Taxe d'habitation : les erreurs sur la collecte en 2023 ont coûté 1,3 milliard d'euros à l'État
Il s'agit de la facture des couacs survenus en 2023 à l'occasion du recouvrement de plusieurs taxes locales, dont celle qui s'applique aux résidences secondaires. En cause, le lancement "chaotique", quelques mois plus tôt, de la nouvelle application "Gérer mes biens immobiliers" (GMBI). Un épisode fâcheux sur lequel la Cour des comptes revient dans un rapport.
Des locataires ayant changé de logement et auxquels il était demandé de payer une taxe d'habitation sur les résidences secondaires, des enfants mineurs assujettis à cette taxe, des bailleurs dont un local loué était indûment considéré comme vacant… Le recouvrement de plusieurs taxes locales (sur les résidences secondaires ainsi que sur les logements vacants) a été émaillé de très nombreuses erreurs à l'automne 2023. Les médias s'en sont fait l'écho à l'époque. Les contentieux ouverts à cause de ces erreurs ont dépassé le nombre de 1,2 million, selon la Cour des comptes, qui chiffre la facture pour l'État à un peu plus de 1,3 milliard d'euros. La Rue Cambon rend compte de cet imbroglio dans un rapport rendu public le 23 janvier.
Les contribuables qui avaient été sollicités à tort ont été remboursés par voie de dégrèvement. De leur côté, les communes et intercommunalités ont perçu le produit des impôts liquidés sur des bases erronées. Et elles le conserveront. Les dispositions du code des impôts leur sont en effet très favorables aujourd'hui, prévoyant que l'État prend à sa charge les frais de dégrèvement de la taxe d'habitation. En contrepartie, il perçoit 2% du montant de cette taxe qui demeure en vigueur pour les résidences secondaires et les logements vacants. La compensation est cependant bien mince dans le cas de l'année 2023.
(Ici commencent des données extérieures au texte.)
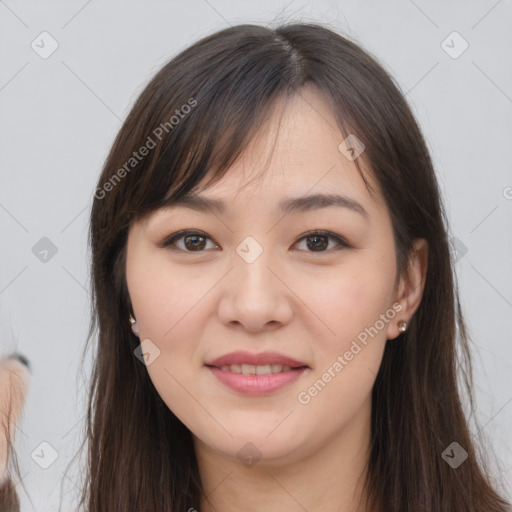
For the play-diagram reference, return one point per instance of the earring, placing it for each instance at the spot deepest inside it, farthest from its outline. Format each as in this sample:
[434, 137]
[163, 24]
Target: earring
[135, 327]
[402, 326]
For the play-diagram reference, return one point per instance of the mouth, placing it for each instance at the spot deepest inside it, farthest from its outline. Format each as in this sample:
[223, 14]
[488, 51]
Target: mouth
[264, 369]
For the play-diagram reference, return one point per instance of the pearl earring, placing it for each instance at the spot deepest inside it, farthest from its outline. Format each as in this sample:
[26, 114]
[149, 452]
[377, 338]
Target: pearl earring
[135, 327]
[402, 326]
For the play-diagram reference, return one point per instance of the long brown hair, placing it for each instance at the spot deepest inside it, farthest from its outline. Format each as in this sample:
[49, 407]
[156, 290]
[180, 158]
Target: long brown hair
[199, 113]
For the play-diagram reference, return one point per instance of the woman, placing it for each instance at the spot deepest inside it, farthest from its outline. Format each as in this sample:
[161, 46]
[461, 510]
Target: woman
[274, 293]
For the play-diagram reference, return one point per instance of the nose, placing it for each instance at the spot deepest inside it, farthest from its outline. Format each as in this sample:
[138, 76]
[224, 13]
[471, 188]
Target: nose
[255, 296]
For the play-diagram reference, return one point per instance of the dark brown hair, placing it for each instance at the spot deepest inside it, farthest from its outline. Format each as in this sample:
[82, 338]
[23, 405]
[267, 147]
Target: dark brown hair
[140, 456]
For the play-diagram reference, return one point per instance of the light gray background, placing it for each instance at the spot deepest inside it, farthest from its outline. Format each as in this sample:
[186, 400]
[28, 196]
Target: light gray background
[59, 116]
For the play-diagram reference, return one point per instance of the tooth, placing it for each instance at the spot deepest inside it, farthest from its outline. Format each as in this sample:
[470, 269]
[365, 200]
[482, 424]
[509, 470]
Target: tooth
[248, 369]
[263, 369]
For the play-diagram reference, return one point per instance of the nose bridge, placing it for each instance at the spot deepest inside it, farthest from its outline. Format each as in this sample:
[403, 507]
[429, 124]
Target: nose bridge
[251, 262]
[254, 296]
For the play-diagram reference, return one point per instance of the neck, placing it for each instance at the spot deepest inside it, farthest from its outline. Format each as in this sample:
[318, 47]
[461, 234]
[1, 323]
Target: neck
[330, 478]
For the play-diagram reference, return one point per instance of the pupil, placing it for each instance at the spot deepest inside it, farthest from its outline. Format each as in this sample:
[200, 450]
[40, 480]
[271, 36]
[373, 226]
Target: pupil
[195, 238]
[322, 242]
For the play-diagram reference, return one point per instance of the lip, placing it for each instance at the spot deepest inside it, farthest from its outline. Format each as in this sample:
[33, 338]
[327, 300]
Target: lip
[256, 384]
[263, 358]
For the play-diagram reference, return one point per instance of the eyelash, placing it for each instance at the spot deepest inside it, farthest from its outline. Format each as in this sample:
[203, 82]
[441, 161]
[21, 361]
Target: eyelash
[171, 239]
Première campagne déclarative ratée
En septembre de cette année-là, l'administration fiscale a établi les rôles des impôts locaux pour la première fois en utilisant les données recueillies auprès des propriétaires au moyen de la nouvelle application dénommée "Gérer mes biens immobiliers" (GMBI) - les contribuables peuvent y accéder dans leur espace personnel sur le site impots.gouv.fr. Un outil entièrement numérique dont l'élaboration laborieuse, à partir de 2019, a nécessité une dépense directe trois fois plus élevée (37,2 millions d'euros) que prévu au départ. Son intérêt est de permettre aux propriétaires de déclarer eux-mêmes les informations concernant leurs biens immobiliers.
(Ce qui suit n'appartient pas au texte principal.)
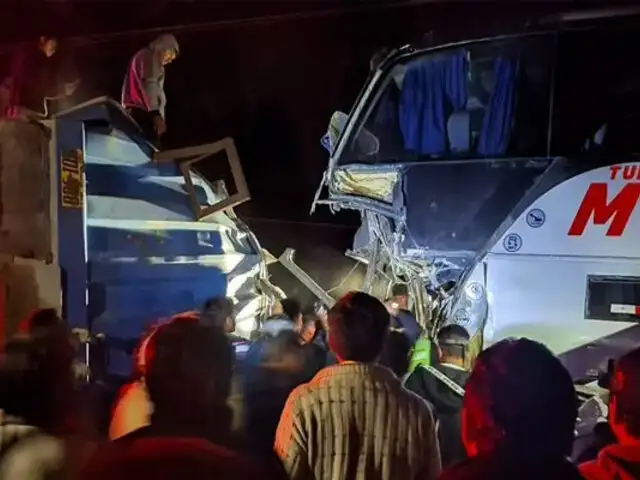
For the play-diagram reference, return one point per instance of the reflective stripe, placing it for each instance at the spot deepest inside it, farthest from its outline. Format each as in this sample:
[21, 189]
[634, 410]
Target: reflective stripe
[444, 379]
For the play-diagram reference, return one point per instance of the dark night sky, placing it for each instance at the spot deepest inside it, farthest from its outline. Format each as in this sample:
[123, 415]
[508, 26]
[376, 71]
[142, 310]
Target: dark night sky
[269, 74]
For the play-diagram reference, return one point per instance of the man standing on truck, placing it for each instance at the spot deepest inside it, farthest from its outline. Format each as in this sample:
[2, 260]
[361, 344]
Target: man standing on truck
[33, 80]
[143, 89]
[403, 318]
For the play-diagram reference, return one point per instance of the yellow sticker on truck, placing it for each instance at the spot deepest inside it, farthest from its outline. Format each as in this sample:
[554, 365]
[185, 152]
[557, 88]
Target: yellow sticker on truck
[71, 179]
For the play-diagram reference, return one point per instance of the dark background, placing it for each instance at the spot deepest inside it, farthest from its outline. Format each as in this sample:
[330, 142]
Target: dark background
[269, 74]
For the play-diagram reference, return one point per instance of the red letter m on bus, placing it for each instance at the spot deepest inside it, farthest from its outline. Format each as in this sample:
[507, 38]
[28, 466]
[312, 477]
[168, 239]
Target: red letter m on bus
[618, 211]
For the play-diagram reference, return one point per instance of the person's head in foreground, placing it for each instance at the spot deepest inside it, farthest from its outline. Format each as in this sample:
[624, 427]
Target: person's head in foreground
[309, 327]
[358, 328]
[452, 343]
[624, 402]
[218, 312]
[36, 381]
[188, 377]
[167, 47]
[48, 44]
[519, 401]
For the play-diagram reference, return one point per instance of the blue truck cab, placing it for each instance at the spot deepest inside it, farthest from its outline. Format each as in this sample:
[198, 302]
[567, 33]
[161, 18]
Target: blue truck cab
[115, 235]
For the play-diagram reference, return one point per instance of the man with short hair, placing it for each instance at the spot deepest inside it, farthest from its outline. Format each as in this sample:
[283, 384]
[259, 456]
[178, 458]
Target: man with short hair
[622, 459]
[519, 415]
[273, 368]
[292, 309]
[355, 419]
[143, 89]
[188, 379]
[404, 320]
[442, 385]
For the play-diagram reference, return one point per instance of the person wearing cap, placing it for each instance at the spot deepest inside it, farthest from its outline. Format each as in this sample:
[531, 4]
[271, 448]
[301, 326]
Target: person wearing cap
[355, 420]
[143, 94]
[442, 385]
[622, 459]
[403, 319]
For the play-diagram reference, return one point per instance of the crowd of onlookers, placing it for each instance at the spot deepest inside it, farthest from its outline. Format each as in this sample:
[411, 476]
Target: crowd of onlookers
[314, 395]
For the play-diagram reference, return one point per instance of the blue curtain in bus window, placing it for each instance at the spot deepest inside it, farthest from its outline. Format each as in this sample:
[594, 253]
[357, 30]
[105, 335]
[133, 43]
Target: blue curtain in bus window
[385, 125]
[429, 90]
[499, 116]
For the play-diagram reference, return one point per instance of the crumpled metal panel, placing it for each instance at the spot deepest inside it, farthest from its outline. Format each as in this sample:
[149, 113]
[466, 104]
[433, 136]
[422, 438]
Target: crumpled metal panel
[370, 183]
[24, 190]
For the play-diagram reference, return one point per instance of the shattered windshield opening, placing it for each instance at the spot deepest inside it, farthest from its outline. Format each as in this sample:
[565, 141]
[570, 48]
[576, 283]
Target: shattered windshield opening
[483, 100]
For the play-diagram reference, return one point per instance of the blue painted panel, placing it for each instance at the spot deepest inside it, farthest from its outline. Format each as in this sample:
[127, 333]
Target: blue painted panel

GMBI est entré en service début 2023. Mais, en dépit d'efforts engagés par la direction générale des finances publiques (DGFIP) pour redresser la barre, la campagne déclarative "s’est très mal déroulée". Mi-septembre 2023, seuls 73,1% des propriétaires avaient rempli leur obligation déclarative. En parallèle, les déménagements et emménagements des locataires ont mal été pris en compte par l'administration.
Parmi les personnes publiques propriétaires d'au moins 200 logements - une catégorie qui compte un nombre important de collectivités territoriales - beaucoup ont été "défaillantes" du fait notamment "d'une connaissance imparfaite de leur parc immobilier ou d'informations en décalage par rapport aux données cadastrales", relève la Cour.
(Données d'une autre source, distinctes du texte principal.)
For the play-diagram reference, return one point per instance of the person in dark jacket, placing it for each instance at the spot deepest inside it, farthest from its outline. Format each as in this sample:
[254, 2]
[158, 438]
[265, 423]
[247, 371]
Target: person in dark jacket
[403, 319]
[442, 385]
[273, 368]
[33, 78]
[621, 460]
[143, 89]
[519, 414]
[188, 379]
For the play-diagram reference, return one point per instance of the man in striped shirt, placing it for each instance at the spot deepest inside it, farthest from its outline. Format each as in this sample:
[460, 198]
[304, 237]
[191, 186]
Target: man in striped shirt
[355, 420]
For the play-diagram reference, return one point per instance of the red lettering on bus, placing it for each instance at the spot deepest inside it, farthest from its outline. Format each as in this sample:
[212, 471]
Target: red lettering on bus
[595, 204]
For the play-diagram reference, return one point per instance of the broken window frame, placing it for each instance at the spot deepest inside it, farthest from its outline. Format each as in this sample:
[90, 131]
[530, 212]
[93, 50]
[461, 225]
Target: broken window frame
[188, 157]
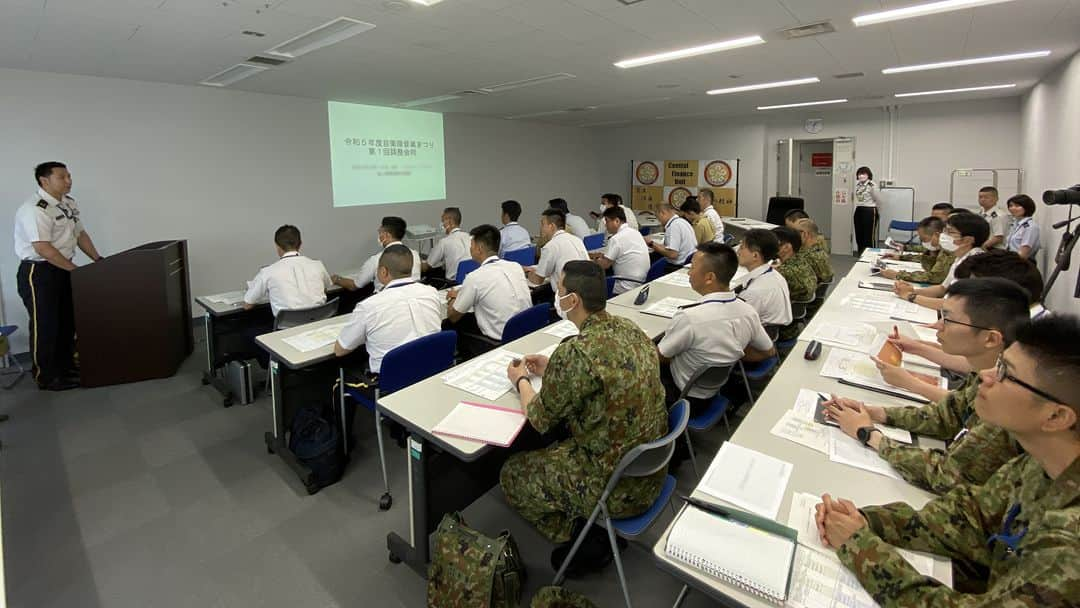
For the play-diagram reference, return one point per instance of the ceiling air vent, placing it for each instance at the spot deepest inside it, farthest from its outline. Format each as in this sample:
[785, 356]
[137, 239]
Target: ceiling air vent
[264, 61]
[807, 30]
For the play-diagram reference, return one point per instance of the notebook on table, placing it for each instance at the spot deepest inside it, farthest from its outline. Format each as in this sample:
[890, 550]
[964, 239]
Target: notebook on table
[740, 549]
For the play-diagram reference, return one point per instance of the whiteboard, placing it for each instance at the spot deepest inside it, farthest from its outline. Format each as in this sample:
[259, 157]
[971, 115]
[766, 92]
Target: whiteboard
[896, 203]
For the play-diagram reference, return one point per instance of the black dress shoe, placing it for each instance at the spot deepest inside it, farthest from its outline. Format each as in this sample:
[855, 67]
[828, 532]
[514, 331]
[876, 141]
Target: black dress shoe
[59, 384]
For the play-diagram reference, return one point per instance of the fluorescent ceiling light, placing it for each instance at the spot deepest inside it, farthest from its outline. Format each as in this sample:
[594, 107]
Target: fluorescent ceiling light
[804, 104]
[325, 35]
[428, 100]
[971, 62]
[920, 10]
[691, 52]
[764, 85]
[234, 73]
[966, 90]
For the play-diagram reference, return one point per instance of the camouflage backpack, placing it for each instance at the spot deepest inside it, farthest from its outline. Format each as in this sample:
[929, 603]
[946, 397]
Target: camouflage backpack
[471, 570]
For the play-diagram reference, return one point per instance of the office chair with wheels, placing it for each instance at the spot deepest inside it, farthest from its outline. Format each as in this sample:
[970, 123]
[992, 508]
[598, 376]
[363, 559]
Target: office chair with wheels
[403, 366]
[640, 461]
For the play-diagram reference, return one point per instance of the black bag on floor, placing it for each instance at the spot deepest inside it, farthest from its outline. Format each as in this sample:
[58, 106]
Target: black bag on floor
[316, 444]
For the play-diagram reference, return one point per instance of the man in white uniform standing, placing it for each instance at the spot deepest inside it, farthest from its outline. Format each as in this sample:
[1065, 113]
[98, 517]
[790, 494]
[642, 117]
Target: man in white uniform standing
[48, 229]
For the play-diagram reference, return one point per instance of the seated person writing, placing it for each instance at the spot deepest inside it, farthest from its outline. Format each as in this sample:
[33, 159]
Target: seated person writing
[718, 330]
[450, 250]
[604, 386]
[1016, 531]
[626, 254]
[291, 283]
[980, 318]
[391, 231]
[963, 233]
[496, 292]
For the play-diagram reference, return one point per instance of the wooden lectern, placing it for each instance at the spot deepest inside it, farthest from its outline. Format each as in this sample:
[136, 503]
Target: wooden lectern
[133, 314]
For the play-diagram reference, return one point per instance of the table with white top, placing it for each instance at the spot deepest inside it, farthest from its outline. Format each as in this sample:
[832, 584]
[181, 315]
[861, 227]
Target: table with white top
[813, 472]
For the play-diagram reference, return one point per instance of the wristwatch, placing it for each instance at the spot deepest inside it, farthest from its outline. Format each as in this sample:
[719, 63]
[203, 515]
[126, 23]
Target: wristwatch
[863, 434]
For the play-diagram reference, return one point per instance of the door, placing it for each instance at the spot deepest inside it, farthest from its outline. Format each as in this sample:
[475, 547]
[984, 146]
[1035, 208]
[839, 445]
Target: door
[814, 179]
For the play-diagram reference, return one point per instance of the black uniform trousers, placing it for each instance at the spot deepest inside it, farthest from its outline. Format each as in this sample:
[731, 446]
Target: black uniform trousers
[46, 293]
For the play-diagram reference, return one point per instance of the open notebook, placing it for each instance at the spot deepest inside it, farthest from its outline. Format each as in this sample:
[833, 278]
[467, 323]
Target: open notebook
[742, 555]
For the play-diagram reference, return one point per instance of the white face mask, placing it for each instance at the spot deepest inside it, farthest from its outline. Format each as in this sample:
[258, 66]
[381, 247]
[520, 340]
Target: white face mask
[947, 242]
[558, 307]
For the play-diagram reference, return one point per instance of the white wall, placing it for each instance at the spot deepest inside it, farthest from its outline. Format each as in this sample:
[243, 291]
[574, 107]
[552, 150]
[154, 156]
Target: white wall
[931, 139]
[224, 169]
[1051, 152]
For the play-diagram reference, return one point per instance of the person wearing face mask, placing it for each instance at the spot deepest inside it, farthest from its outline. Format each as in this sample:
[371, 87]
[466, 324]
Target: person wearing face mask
[391, 231]
[980, 319]
[962, 233]
[453, 248]
[935, 262]
[866, 216]
[604, 387]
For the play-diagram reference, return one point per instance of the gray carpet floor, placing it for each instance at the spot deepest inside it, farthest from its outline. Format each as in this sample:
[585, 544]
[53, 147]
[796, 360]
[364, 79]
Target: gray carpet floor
[152, 495]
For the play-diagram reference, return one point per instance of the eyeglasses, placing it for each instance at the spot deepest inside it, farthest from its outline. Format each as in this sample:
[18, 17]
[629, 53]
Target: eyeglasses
[945, 319]
[1002, 374]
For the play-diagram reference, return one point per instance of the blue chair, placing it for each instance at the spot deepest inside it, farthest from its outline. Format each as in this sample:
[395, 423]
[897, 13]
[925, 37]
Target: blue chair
[640, 461]
[12, 367]
[403, 366]
[464, 267]
[593, 242]
[902, 226]
[524, 256]
[713, 377]
[658, 269]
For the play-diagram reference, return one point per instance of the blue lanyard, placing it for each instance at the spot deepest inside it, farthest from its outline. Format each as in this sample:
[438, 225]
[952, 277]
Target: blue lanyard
[1011, 540]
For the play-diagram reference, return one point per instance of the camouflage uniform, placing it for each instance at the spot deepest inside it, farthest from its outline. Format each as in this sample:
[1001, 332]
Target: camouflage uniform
[605, 386]
[1042, 570]
[818, 258]
[558, 597]
[935, 267]
[801, 284]
[976, 450]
Apport précieux aux politiques publiques
La DGFIP a déployé un plan pour corriger le tir. Avec, semble-t-il, un certain succès, puisque la campagne de déclaration se serait déroulée "dans de meilleures conditions" en 2024. GMBI pourrait ainsi permettre à moyen terme de "disposer d’un état des lieux complet de l’occupation des locaux en France", l'objectif qui lui est assigné. Pour y parvenir, la DGFIP n'exclut pas des mesures pénalisantes pour les collectivités. Elle a en effet "engagé une réflexion pour modifier le code général des impôts afin que les dégrèvements ne soient pas pris en charge par l’État lorsque les collectivités [ce qui inclut les bailleurs sociaux] n’ont pas respecté leurs obligations déclaratives", font savoir les magistrats.
En dépit d'un démarrage "chaotique", GMBI pourrait cependant apporter des économies "récurrentes et substantielles" à l'État dans les prochaines années, soulignent-ils. L'application pourrait aussi concourir à améliorer "significativement" les politiques liées au logement (lutte contre la vacance et l’augmentation des locations saisonnières, amélioration des performances énergétiques, application des aides personnelles au logement…). En revanche, GMBI ne permettra pas à moyen terme de "fiabiliser les bases" des impôts locaux, contrairement aux attentes des élus locaux, assure la Cour.